In Österreich haben wir eines der teuersten Bildungssysteme Europas, wir haben jede Menge Polizisten, aber zu wenige Lehrer, Sozialarbeiter und Schulpsychologen

Susanne Wiesingers Bücher über die Krise des österreichischen Schulwesens durch die angeblich drohende Islamisierung haben ein großes, aber widersprüchliches Echo gefunden. Endlich!, sagen die einen. Alarmismus!, sagen die anderen. Die Autorin hat in ihrem ersten Buch die roten Wiener Schulbehörden kritisiert, weil diese die Probleme kleinredeten, und wurde daraufhin sofort vom schwarzen Bildungsministerium als Ombudsfrau angestellt. Im zweiten Buch kritisierte sie die „Abgehobenheit“ der dortigen Bildungsbürokraten und wurde prompt gefeuert. Mittlerweile ist sie bei den einen wie den andern unten durch.

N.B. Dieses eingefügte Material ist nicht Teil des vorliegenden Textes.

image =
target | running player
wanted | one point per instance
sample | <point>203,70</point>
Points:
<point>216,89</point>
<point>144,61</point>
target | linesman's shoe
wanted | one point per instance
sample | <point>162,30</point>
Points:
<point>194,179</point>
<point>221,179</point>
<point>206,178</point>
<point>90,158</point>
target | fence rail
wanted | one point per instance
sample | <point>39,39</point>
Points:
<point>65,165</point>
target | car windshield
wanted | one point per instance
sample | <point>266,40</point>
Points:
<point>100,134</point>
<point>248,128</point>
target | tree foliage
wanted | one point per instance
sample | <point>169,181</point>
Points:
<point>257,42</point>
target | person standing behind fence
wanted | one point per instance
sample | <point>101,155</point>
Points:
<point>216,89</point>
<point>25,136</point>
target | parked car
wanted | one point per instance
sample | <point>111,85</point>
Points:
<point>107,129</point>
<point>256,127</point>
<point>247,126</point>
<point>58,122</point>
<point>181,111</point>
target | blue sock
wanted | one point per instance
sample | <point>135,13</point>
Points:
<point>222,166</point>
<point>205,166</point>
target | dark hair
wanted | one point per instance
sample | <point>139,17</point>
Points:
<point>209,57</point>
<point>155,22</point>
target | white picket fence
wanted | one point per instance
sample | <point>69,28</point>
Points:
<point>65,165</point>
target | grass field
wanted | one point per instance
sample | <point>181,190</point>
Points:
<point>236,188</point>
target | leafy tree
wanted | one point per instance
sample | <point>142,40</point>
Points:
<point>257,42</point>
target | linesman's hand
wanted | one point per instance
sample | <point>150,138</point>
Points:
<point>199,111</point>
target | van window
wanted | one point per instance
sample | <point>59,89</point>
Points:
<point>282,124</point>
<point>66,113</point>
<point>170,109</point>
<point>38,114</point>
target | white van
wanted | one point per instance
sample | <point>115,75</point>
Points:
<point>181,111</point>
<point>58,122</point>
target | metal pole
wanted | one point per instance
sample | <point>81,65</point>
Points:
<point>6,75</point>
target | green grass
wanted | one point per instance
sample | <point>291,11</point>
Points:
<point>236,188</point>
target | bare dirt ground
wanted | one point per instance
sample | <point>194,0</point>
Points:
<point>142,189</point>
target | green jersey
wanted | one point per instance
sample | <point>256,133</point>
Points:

Wer als interessierter Außenstehender die beiden Bücher und den Schlussbericht der Ex-Ombudsfrau liest, findet ein paar Schlussfolgerungen, denen niemand widerspricht. Die Neuen Mittelschulen, in Ballungsgebieten „Restschulen“ mit überwiegend migrantischen Schülern, seien gescheitert. Der normale Lehrplan könne nicht eingehalten werden. Die Schüler, oft schon in der dritten Generation in Österreich lebend, könnten zu schlecht Deutsch, um dem Unterricht zu folgen, und verließen die Schule ohne Abschluss und ohne Perspektive. „Wir verlieren eine Generation.“

Jeder, der mit Neuflüchtlingen zu tun hat, weiß, dass die meisten von diesen alles tun, um Deutsch zu lernen und Fuß zu fassen. Foto: APA/HERBERT NEUBAUER

So weit sind sich alle einig. Uneinigkeit besteht allerdings darüber, ob wirklich der Islam an der Misere schuld ist. Autor Niki Glattauer, selbst Brennpunktschullehrer, meint, wenn ein Schüler kopftuchlose Mädchen Huren nenne, sage er einfach: Bist deppert? Susanne Wiesinger, Lehrerin in Wien-Favoriten, ortet hingegen eine wachsende Tendenz muslimischer Jugendlicher, sich in ihre Community zurückzuziehen und die Mehrheitsgesellschaft pauschal abzulehnen.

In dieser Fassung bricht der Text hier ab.